Adapun, untuk beras, HPP dipatok sejumlah Rp8.300/kg di gudang Bulog tanpa membedakan jenis beras yang diserap.
"HPP seharusnya mengikuti HET, harganya tidak mengacu pada satu kualitas beras saja, yakni beras medium. Kalau tidak disesuaikan ini margin pengusaha penggilingan menjadi tipis dan akhirnya yang ditekan harganya di tingkat petani," katanya ketika dihubungi oleh Bloomberg Technoz, Jumat (10/3/2023).
Menurut Khudori, HPP yang berlaku saat ini membuat Bulog kesulitan untuk menyerap hasil panen para petani. Adanya fleksibilitas harga pembelian yang akan ditetapkan oleh Badan Pangan Nasional (Bapanas) dinilai tidak sepenuhnya menyelesaikan masalah tersebut.
Bahkan, ada potensi masalah baru yang ditimbulkan oleh fleksibilitas harga pembelian itu apabila pengawasan tidak dilakukan secara ketat.
"Fleksibilitas ini membuka peluang penyimpangan harga di rentang yang nantinya ditetapkan. Siapa yang memastikan kalau harga pembelian yang tertulis di kertas sama dengan harga pembelian aslinya? Selisihnya lari kemana-mana," tuturnya.

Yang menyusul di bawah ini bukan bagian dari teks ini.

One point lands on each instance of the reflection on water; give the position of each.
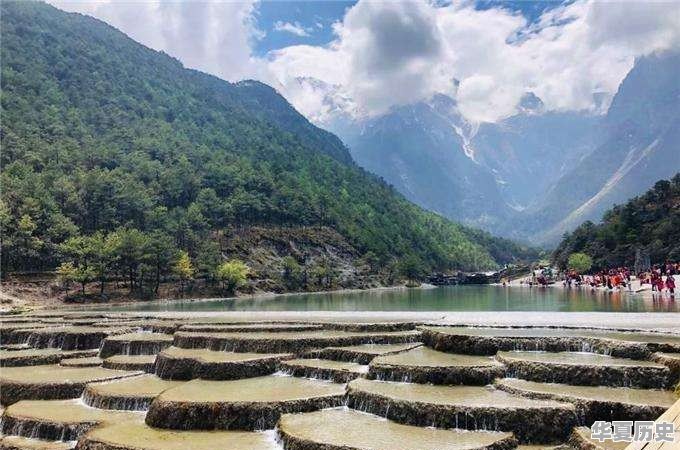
(449, 298)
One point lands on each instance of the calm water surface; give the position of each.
(450, 298)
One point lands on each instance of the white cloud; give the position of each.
(293, 28)
(394, 53)
(389, 53)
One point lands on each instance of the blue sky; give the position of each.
(311, 21)
(485, 54)
(315, 18)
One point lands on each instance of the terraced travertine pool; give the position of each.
(206, 382)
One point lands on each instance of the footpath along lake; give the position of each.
(448, 298)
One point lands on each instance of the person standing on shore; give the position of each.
(670, 284)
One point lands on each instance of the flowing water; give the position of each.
(448, 298)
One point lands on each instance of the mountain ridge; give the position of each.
(101, 134)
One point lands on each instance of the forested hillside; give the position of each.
(117, 159)
(649, 223)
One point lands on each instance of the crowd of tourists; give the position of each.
(660, 277)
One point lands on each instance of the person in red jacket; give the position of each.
(670, 284)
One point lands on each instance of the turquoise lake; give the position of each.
(449, 298)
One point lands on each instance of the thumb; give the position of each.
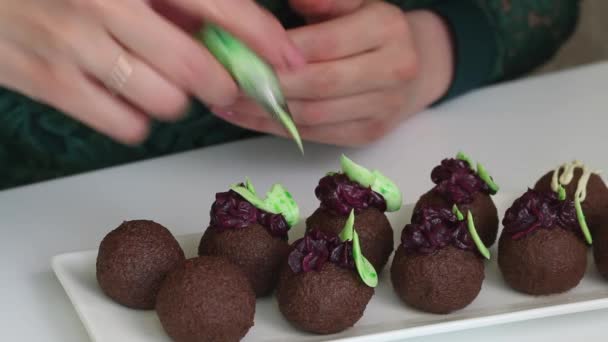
(320, 10)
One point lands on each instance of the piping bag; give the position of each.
(253, 75)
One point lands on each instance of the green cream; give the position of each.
(457, 212)
(278, 201)
(561, 193)
(582, 221)
(377, 181)
(473, 232)
(365, 269)
(254, 76)
(481, 172)
(483, 250)
(558, 182)
(462, 156)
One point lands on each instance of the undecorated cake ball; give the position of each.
(134, 259)
(206, 299)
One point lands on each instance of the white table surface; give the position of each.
(519, 130)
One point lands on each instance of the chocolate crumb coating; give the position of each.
(374, 229)
(595, 205)
(600, 249)
(134, 259)
(206, 299)
(546, 261)
(442, 282)
(324, 302)
(259, 254)
(483, 209)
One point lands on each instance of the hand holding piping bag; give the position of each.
(254, 76)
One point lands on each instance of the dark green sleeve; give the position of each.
(497, 40)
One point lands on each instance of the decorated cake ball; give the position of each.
(327, 282)
(457, 182)
(206, 299)
(369, 194)
(583, 185)
(542, 248)
(134, 259)
(251, 232)
(600, 248)
(438, 267)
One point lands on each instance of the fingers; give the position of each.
(175, 55)
(132, 78)
(246, 20)
(363, 73)
(341, 37)
(331, 111)
(352, 133)
(71, 93)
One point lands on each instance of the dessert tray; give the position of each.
(386, 317)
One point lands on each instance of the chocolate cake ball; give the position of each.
(437, 267)
(375, 232)
(541, 250)
(457, 183)
(600, 248)
(258, 253)
(319, 289)
(134, 259)
(251, 238)
(206, 299)
(595, 205)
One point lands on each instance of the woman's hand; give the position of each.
(111, 63)
(370, 65)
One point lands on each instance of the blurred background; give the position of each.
(590, 42)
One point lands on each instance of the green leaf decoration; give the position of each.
(254, 76)
(349, 227)
(561, 193)
(466, 158)
(250, 186)
(365, 269)
(249, 196)
(481, 172)
(485, 252)
(485, 176)
(356, 172)
(457, 212)
(278, 201)
(374, 179)
(582, 221)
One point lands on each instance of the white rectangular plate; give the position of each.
(385, 318)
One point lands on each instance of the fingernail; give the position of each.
(226, 113)
(294, 58)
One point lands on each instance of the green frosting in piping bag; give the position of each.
(374, 179)
(278, 201)
(366, 270)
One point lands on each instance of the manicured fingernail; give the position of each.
(294, 58)
(226, 113)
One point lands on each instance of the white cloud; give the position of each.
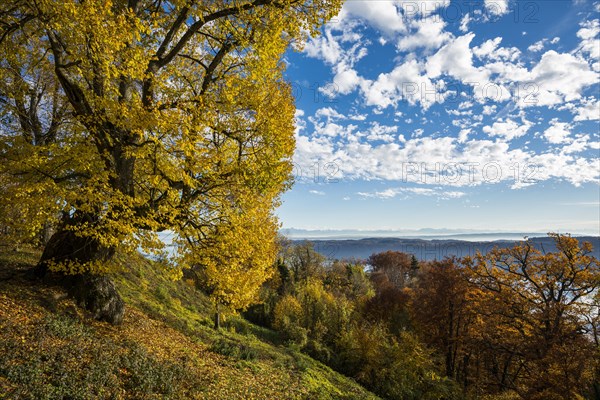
(463, 135)
(419, 191)
(489, 50)
(558, 132)
(557, 78)
(324, 47)
(464, 23)
(382, 15)
(496, 7)
(507, 129)
(588, 111)
(537, 46)
(429, 34)
(404, 82)
(590, 42)
(345, 82)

Terpisah, Kepala Bapanas Arief Prasetyo Adi menyatakan instansinya akan segera menerbitkan regulasi harga acuan pembelian gabah dan beras terbaru, guna memberikan ruang yang lebih leluasa bagi Bulog dalam menyerap produksi dalam negeri.
"Semoga hasilnya dapat segera direalisasikan. Bulog kami berikan fleksibilitas harga dan bisa serap beras komersial dari petani," katanya kepada Bloomberg Technoz, Jumat (10/3/2023).
Arief belum bisa mendetailkan lebih lanjut mengenai besaran harga acuan pembelian gabah dan beras terbaru. Namun, dia memastikan harga acuan tersebut dirumuskan berdasarkan usulan dari perwakilan asosiasi atau organisasi petani serta kementerian atau lembaga terkait.
Dengan demikian, gabah atau beras dari petani diserap dengan harga yang sesuai atau tidak terlampau rendah atau merugikan petani. Terlebih, selama ini petani mengeluhkan HPP yang dinilai tidak lagi relevan lantaran komponen biaya produksi yang terus membengkak.